Tan Alysa Ziying, Yu Han, Cui Lizhen, Yang Qiang
IEEE Trans Neural Netw Learn Syst. 2023 Dec;34(12):9587-9603. doi: 10.1109/TNNLS.2022.3160699. Epub 2023 Nov 30.
In parallel with the rapid adoption of artificial intelligence (AI) empowered by advances in AI research, there has been growing awareness and concerns of data privacy. Recent significant developments in the data regulation landscape have prompted a seismic shift in interest toward privacy-preserving AI. This has contributed to the popularity of Federated Learning (FL), the leading paradigm for the training of machine learning models on data silos in a privacy-preserving manner. In this survey, we explore the domain of personalized FL (PFL) to address the fundamental challenges of FL on heterogeneous data, a universal characteristic inherent in all real-world datasets. We analyze the key motivations for PFL and present a unique taxonomy of PFL techniques categorized according to the key challenges and personalization strategies in PFL. We highlight their key ideas, challenges, opportunities, and envision promising future trajectories of research toward a new PFL architectural design, realistic PFL benchmarking, and trustworthy PFL approaches.

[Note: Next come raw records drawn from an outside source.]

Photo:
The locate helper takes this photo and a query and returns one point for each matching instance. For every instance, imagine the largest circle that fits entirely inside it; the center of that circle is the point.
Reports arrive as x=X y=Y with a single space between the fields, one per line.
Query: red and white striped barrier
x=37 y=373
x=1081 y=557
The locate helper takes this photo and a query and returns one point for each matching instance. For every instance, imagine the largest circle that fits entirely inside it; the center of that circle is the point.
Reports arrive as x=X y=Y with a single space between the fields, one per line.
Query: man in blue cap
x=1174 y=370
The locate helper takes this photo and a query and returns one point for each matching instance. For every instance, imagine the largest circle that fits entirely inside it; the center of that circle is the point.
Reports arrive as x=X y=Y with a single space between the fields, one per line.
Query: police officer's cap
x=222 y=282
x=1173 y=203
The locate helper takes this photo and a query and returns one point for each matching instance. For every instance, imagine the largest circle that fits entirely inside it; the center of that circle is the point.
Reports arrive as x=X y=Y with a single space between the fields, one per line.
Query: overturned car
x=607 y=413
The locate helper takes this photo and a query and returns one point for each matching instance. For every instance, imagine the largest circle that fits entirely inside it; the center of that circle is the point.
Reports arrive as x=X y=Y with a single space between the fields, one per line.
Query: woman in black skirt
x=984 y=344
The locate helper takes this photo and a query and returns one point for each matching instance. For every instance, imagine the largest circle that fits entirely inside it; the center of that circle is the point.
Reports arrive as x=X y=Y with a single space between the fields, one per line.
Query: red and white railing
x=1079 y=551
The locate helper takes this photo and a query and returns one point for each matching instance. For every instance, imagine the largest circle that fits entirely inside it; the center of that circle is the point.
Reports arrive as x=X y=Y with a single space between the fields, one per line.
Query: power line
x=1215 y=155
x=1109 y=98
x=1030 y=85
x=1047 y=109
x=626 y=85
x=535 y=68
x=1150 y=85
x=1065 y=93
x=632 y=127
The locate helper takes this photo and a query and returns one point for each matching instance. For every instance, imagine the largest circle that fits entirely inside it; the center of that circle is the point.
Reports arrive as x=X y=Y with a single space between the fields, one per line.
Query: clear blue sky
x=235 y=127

随着人工智能(AI)研究进展推动人工智能的迅速应用,人们对数据隐私的认识和担忧日益增加。数据监管格局最近的重大发展促使人们对隐私保护型人工智能的兴趣发生了巨大转变。这推动了联邦学习(FL)的普及,它是以隐私保护方式在数据孤岛中训练机器学习模型的主要范式。在本次综述中,我们探索个性化联邦学习(PFL)领域,以解决联邦学习在异构数据上的基本挑战,异构数据是所有现实世界数据集固有的普遍特征。我们分析了PFL的关键动机,并根据PFL中的关键挑战和个性化策略,提出了PFL技术的独特分类法。我们强调了它们的关键思想、挑战、机遇,并展望了朝着新的PFL架构设计、现实的PFL基准测试和可信赖的PFL方法进行研究的有前景的未来轨迹。